Fontes no terreno disseram ao “Sudan Tribune” que o exército retirou-se do seu quartel-general no quartel-general da divisão na noite de sábado, recuando em direção ao bairro de Al Daraja al Ula, na parte oeste da cidade, após intenso bombardeio da RSF. O comando do exército não comentou oficialmente os desenvolvimentos militares em El Fasher, mas as plataformas pró-exército declararam que as batalhas ainda estão em curso. Desde Abril de 2024, a capital do Norte de Darfur – a última da região de Darfur a não ser controlada pela RSF – tem sido alvo de repetidos ataques e cercos por parte das milícias Dagalo, que são acusadas de utilizar mercenários do Sudão do Sul e da Colômbia, alguns dos quais utilizam drones e artilharia pesada para bombardear diariamente a cidade. Nos últimos dias, a RSF fez rápidos progressos em direcção ao quartel-general da Sexta Divisão de Infantaria, assumindo o controlo do secretariado governamental do Norte de Darfur, do complexo ministerial e de várias instituições governamentais perto da base militar, apertando o cerco. Plataformas afiliadas à RSF transmitem videoclipes mostrando seus membros dentro do quartel-general do Comando da 6ª Divisão, que parece estar fortemente danificado. Grupos de direitos humanos e residentes acusam a RSF de cometer violações generalizadas contra civis na sua tentativa de tomar a cidade, destruindo mercados e hospitais e tendo como alvo abrigos e cozinhas comunitárias, o que causou um grande número de mortes de civis e agravou a crise humanitária.

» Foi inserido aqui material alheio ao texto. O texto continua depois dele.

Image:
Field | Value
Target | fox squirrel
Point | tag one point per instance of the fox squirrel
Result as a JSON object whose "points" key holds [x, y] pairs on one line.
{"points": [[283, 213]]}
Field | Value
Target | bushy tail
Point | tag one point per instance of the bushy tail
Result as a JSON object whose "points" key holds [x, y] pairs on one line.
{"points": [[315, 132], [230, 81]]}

Entretanto, noutros acontecimentos no terreno, a RSF é acusada de cometer outro massacre no estado do Cordofão, onde alegadamente executou 47 civis desarmados – incluindo nove mulheres – dentro das suas casas na cidade de Bara, sob a acusação de pertencerem ao exército. A Rede de Médicos Sudaneses denuncia isso em outra nota, afirmando que após a invasão da cidade pela RSF, foram realizadas execuções em campo, saques e sequestros de civis na tentativa de espalhar o medo entre os moradores. Vários cidadãos continuam desaparecidos e activistas estão a trabalhar para documentar estes crimes e localizar pessoas desaparecidas. A Rede considera a RSF “totalmente responsável por estes crimes contra a humanidade” e sublinha que o silêncio internacional sobre estas violações “equivale à cumplicidade”. A Rede apela, portanto, às Nações Unidas, à União Africana e às organizações de direitos humanos para que tomem medidas imediatas para proteger os civis desarmados em Bara e todas as cidades do Sudão e para abrirem uma investigação internacional urgente para responsabilizar os líderes da RSF.